Tribal gunmen abduct dozens in Philippines
Tribal gunmen raided a school in the violence-wracked southern Philippines yesterday and abd-ucted 75 people in a bid to highlight a long list of grievances, police said. The mass kidnappings continued a terrifying outburst of crimes for the Mindanao...
Tribal gunmen raided a school in the violence-wracked southern Philippines yesterday and abd-ucted 75 people in a bid to highlight a long list of grievances, police said.
The mass kidnappings continued a terrifying outburst of crimes for the Mindanao region in recent weeks, following the beheading of a logging company employee on Wednesday and a political massacre that left 57 people dead.
Fifteen armed members of the Manobo tribe descended on the New Maasim Elementary School in Agusan del Sur province as children were attending a morning flag ceremony, the provincial police said in a statement.
Residents of nearby homes were also abducted, including a backhoe operator working on a government project nearby and two logging company employees, acc-ording to the statement.
Two school teachers escaped as the hostages were marched off to a forest, it added.
Negotiators led by a female social worker followed the group and got the gunmen to free all 17 students and the school principal, the statement said.
Police said this left 55 people, all adults, still in captivity.
The children arrived with the principal tired and hungry at the Prosperidad town hall by mid-afternoon and were immediately served meals after their eight-hour ordeal, an AFP reporter on the scene said.
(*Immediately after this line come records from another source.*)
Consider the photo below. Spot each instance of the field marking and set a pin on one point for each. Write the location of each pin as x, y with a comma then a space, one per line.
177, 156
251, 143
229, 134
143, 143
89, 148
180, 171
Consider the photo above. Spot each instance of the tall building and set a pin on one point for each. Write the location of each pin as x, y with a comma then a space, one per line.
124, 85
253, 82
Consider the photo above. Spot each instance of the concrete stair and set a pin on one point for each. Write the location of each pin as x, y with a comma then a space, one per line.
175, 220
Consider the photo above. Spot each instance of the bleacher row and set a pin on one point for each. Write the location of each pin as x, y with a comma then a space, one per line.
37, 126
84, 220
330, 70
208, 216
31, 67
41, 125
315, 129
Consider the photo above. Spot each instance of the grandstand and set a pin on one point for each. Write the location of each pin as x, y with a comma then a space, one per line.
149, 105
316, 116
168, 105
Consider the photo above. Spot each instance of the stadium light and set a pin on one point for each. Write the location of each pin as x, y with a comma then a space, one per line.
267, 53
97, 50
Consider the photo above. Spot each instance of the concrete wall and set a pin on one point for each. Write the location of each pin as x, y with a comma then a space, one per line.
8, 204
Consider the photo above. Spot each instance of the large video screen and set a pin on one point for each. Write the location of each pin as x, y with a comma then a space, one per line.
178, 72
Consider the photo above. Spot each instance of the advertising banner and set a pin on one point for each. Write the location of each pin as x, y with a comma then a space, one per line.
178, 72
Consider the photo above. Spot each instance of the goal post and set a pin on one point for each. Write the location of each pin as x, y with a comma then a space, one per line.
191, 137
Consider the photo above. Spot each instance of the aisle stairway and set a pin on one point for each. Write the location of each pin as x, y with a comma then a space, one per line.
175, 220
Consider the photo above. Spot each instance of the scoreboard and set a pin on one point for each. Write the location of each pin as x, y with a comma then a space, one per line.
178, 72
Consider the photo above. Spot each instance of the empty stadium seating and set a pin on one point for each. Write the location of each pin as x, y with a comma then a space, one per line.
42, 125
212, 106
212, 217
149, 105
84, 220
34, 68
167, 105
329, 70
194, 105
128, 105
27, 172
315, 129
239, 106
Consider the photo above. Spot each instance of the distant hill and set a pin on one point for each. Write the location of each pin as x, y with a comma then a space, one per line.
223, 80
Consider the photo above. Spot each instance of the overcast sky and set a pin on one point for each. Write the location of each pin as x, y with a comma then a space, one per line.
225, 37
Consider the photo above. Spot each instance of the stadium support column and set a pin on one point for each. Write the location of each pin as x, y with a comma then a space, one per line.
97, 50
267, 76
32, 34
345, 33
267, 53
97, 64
Authorities said negotiations for the others still in captivity were expected to resume today.
Police said the kidnappers were led by Ondo Perez, a local tribal leader, who had issued a raft of demands including the arrest of a local rival who he accused of being behind the murders of another member of the Perez family.
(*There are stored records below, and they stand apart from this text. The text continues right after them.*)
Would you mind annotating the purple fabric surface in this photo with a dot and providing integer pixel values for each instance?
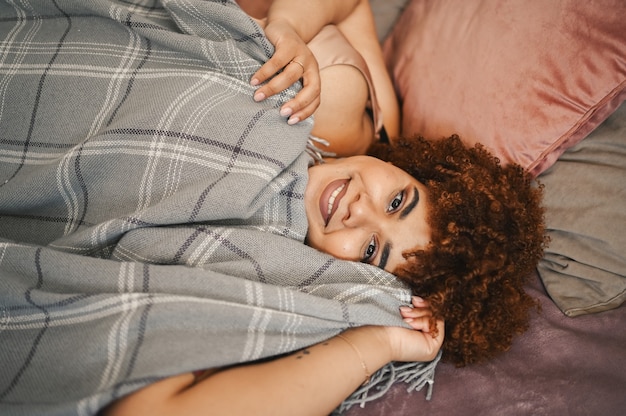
(560, 366)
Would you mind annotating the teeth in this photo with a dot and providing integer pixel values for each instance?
(333, 196)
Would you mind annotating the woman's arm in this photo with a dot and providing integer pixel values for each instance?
(290, 26)
(313, 381)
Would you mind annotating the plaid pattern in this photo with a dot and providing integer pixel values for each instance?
(151, 215)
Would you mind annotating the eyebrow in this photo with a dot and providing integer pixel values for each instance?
(384, 256)
(409, 207)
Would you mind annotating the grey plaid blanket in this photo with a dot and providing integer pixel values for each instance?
(151, 215)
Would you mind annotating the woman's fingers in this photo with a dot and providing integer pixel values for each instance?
(292, 61)
(304, 104)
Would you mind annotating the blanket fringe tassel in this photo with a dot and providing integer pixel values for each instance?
(417, 375)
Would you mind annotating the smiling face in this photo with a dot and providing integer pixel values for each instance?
(363, 209)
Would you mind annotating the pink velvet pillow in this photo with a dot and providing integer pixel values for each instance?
(527, 78)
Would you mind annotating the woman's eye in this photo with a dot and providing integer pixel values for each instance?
(370, 251)
(396, 202)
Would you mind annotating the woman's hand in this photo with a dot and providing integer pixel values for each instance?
(423, 342)
(292, 60)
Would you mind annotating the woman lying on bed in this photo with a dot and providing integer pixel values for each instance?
(453, 224)
(334, 48)
(472, 328)
(467, 234)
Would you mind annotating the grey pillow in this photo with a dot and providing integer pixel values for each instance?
(584, 269)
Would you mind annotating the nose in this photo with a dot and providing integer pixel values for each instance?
(360, 212)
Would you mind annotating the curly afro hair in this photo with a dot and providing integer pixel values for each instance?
(488, 234)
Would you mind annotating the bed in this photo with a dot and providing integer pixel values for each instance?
(572, 361)
(568, 126)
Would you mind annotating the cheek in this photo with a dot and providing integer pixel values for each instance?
(340, 245)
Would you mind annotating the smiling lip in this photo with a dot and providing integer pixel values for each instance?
(329, 201)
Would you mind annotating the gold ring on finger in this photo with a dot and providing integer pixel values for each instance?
(297, 62)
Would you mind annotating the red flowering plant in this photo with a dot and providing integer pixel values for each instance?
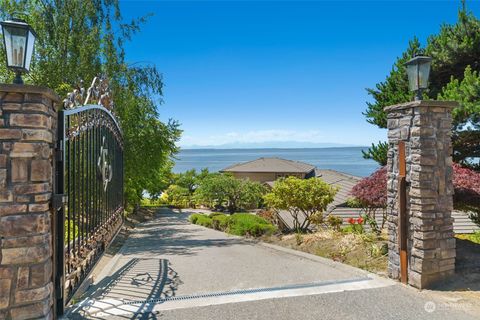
(371, 193)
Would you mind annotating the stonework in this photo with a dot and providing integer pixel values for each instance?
(425, 126)
(27, 131)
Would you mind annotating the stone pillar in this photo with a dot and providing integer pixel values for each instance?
(425, 126)
(27, 134)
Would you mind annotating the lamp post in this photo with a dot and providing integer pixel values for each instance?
(418, 71)
(19, 40)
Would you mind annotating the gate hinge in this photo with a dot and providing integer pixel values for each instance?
(59, 200)
(59, 151)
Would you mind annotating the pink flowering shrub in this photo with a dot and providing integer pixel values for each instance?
(371, 192)
(466, 183)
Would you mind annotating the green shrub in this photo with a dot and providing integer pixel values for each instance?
(194, 217)
(220, 222)
(334, 222)
(248, 224)
(213, 214)
(204, 221)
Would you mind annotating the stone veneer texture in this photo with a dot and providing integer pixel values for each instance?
(27, 137)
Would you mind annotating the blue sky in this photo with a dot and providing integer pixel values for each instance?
(247, 71)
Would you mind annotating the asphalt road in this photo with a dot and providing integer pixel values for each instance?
(170, 269)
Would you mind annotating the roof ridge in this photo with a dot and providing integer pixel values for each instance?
(297, 165)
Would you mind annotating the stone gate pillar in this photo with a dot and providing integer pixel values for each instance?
(27, 134)
(425, 127)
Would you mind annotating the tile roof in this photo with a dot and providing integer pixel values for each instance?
(271, 165)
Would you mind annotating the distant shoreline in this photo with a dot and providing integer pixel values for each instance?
(272, 148)
(344, 159)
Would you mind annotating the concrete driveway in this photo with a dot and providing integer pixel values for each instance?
(171, 269)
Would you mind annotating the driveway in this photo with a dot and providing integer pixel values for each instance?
(171, 269)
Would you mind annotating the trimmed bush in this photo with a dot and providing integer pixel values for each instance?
(194, 217)
(213, 214)
(204, 221)
(220, 222)
(242, 224)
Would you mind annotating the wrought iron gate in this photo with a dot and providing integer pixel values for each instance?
(89, 185)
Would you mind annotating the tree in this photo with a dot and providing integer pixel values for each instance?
(372, 191)
(377, 153)
(223, 189)
(456, 56)
(187, 180)
(178, 196)
(304, 199)
(82, 39)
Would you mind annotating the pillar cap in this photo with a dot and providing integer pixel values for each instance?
(422, 103)
(22, 88)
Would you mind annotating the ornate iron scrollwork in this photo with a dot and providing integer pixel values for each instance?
(104, 168)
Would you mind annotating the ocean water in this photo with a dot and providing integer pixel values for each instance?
(348, 160)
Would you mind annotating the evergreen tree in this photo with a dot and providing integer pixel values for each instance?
(456, 56)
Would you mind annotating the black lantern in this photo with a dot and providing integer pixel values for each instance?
(418, 70)
(19, 39)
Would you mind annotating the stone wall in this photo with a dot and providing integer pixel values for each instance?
(425, 126)
(27, 133)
The kidnappers also want food, clothing, medicine, blankets and drinking water, police said, adding that negotiations were continuing.
Local police said some of the kidnap suspects were facing criminal charges in local courts, including murder, and had demanded those charges be dropped.
"They have many cases (against them), from murder to robbery," Prosperidad police chief Marco Archinue said.
"They want the government to lift all arrest warrants against them. Police have been looking for them for a long time. We were supposed to serve warrants today, that's why they kidnapped those people."
Police said the negotiations were complicated by the fact that many of the hostages belonged to the rival Tubay family, which had engaged in bloody clashes with the Perez clan for the past few years.
The Mindanao region is an extremely volatile part of the Southeast Asian archipelago that makes up the southern third of the country.